Core Benefits
Purchasing Farmer Credits, Community Credits, Cultural Fire Credits, and/or Greenfleet Offsets provides multiple benefits, not only for the communities involved, but also for everyday Australians.
Investment in these credits supports diverse cultural, environmental, social, health and wellbeing, educational, and economic benefits, including:
- Improved health of Country and people
- Indigenous hands on the steering wheel – a seat at the table and independence and control in decision making about cultural fire management on Country.
- A direct funding source to enable Indigenous cultural maintenance and revitalisation
- Partnerships, mentoring, and training for Indigenous communities
- Protection of and respect for Indigenous peoples’ cultural intellectual property
- Minimisation of the impacts of wildfires and building of resilience
- Carbon capture and mitigation of climate change and its effects.

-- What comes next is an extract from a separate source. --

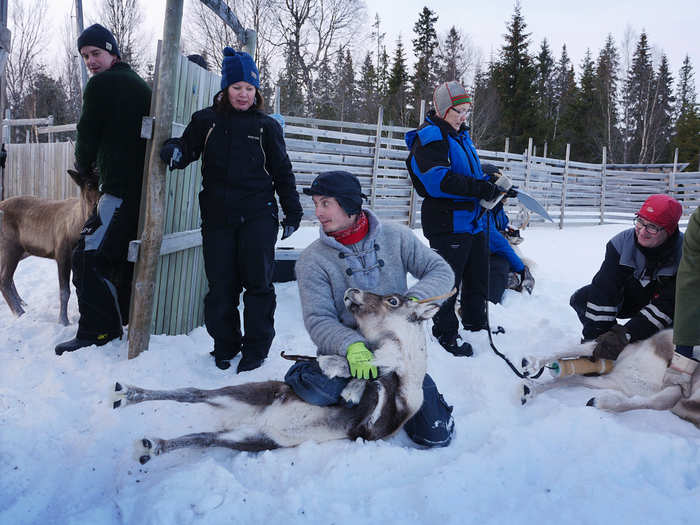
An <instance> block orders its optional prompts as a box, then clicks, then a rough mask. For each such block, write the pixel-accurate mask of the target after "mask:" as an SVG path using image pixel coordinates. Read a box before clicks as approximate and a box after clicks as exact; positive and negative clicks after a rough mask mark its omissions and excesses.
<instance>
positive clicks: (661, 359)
mask: <svg viewBox="0 0 700 525" xmlns="http://www.w3.org/2000/svg"><path fill="white" fill-rule="evenodd" d="M594 346H595V341H591V342H589V343H585V344H584V345H576V346H575V347H572V348H571V349H570V350H569V351H566V352H562V353H559V354H555V355H550V356H548V357H544V358H543V357H537V358H528V357H526V358H524V359H523V363H522V364H523V369H524V371H525V372H526V373H528V374H532V373H533V372H535V371H537V370H538V369H539V368H540V367H542V366H544V365H547V364H548V363H552V362H555V361H558V360H559V359H567V358H573V357H578V356H580V355H590V354H592V352H593V347H594ZM697 365H698V363H697V362H696V361H693V360H691V359H687V358H685V357H683V356H680V355H679V354H675V353H674V346H673V330H670V329H669V330H664V331H662V332H659V333H657V334H656V335H654V336H652V337H650V338H649V339H645V340H643V341H637V342H636V343H632V344H630V345H628V346H626V347H625V349H624V350H623V351H622V353H621V354H620V355H619V356H618V358H617V360H616V361H615V366H614V368H613V369H612V371H611V372H610V373H608V374H606V375H601V376H593V377H587V376H582V375H570V376H565V377H561V378H559V379H555V380H553V381H549V382H546V383H535V382H534V381H532V380H528V381H527V382H526V383H525V384H524V385H523V386H522V398H521V402H522V403H523V404H525V403H526V402H527V401H528V400H529V399H530V398H532V397H533V396H534V395H535V394H538V393H540V392H544V391H545V390H549V389H552V388H559V387H563V386H567V385H580V386H587V387H589V388H601V389H606V390H608V391H607V392H603V393H601V394H599V395H597V396H595V397H593V398H591V399H590V400H589V401H588V403H587V405H588V406H593V407H596V408H603V409H605V410H611V411H613V412H624V411H627V410H635V409H640V408H650V409H653V410H671V412H673V413H674V414H676V415H677V416H679V417H682V418H683V419H687V420H688V421H690V422H691V423H693V424H695V425H696V426H698V427H700V366H697Z"/></svg>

And for you as an investor, our credits can help meet your Reconciliation Action Plan, corporate social responsibility goals, and UN Sustainable Development Goals.
Core Benefits Verification Framework
The Aboriginal Carbon Foundation’s Core-Benefits Verification Framework (CBVF) promotes Indigenous leadership and networking, and provides third-party assurance to buyers our credits that claims of environmental, social, and cultural outcomes are valid and Indigenous led.
Our peer-to-peer, strengths-based verification process is built on best practice from the international development sector and is rigorous, independent, and transparent.
Indigenous Owned and Led
The key principle of the Core-Benefits Verification Framework is Indigenous ownership. The CBVF recognises Indigenous people as the experts in the verification of environmental, social, and cultural values associated with community and economic development programs.
The ‘mob-based’, ‘place-based’ verification process brings together Indigenous groups from around Australia to identify and measure the core benefits of carbon farming and/or cultural fire practice. These outcomes, specific to each mob and place, demonstrate and amplify the significance of Indigenous knowledge systems as solutions to global climate challenges.
The verification process builds upon Indigenous capacity to measure the impact of carbon farming and cultural burning practices and creates and expands Indigenous networks throughout Australia, enabling the sharing and documentation of traditional Indigenous knowledge systems.
External Verification by Trained Aboriginal Experts
All information verification, including data collection and interpretation, is undertaken by a team of trained Aboriginal experts, including rangers, Traditional Custodians, and community members from across the projects.
This gives the people directly affected, involved, and most familiar with the project the opportunity to contribute their wisdom and experience to the process, to build their skills and capacity through nationally accredited training programs, and to manage and review the project independently.
In addition, it bypasses the need to involve external audit organisations, thereby minimising the cost of verification and leaving more funds available for education and implementation.
Leveraging Strengths for Better Outcomes
Verifying the environmental, social, economic, and cultural outcomes of our credits is key to the achievement of sustainable income streams that support the ongoing implementation of carbon projects and cultural fire on Country.
The CBVF takes a strengths-based approach, leveraging the strengths of skilled Aboriginal people from communities implementing carbon projects to enhance the collection and interpretation of information.
Indigenous-led verification ensures:
- respect and knowledge of local research protocols when entering communities and gathering information;
- a strong understanding of the project context and strong relationships with participants;
- communication in the local vernacular, so that respondents are comfortable and confident to converse; and
- collection of accurate, meaningful information about the project’s core benefits.
As part of best-practice impact assessment, we triangulate this data, utilising the strengths of different approaches to data collection to promote data accuracy, verify information, aid interpretation of outcomes and impacts, and explore the processes through which these outcomes have been achieved.

Funding Acknowledgement
Funding to develop the Core Benefits Verification Framework was secured through the Queensland Government’s Carbon Plus Fund, which provides support for Aboriginal-led carbon projects and the associated employment, economic, and cultural outcomes. The framework was developed with support from Caritas Australia. We acknowledge and appreciate this funding and support, which was essential to the development of the CBVF.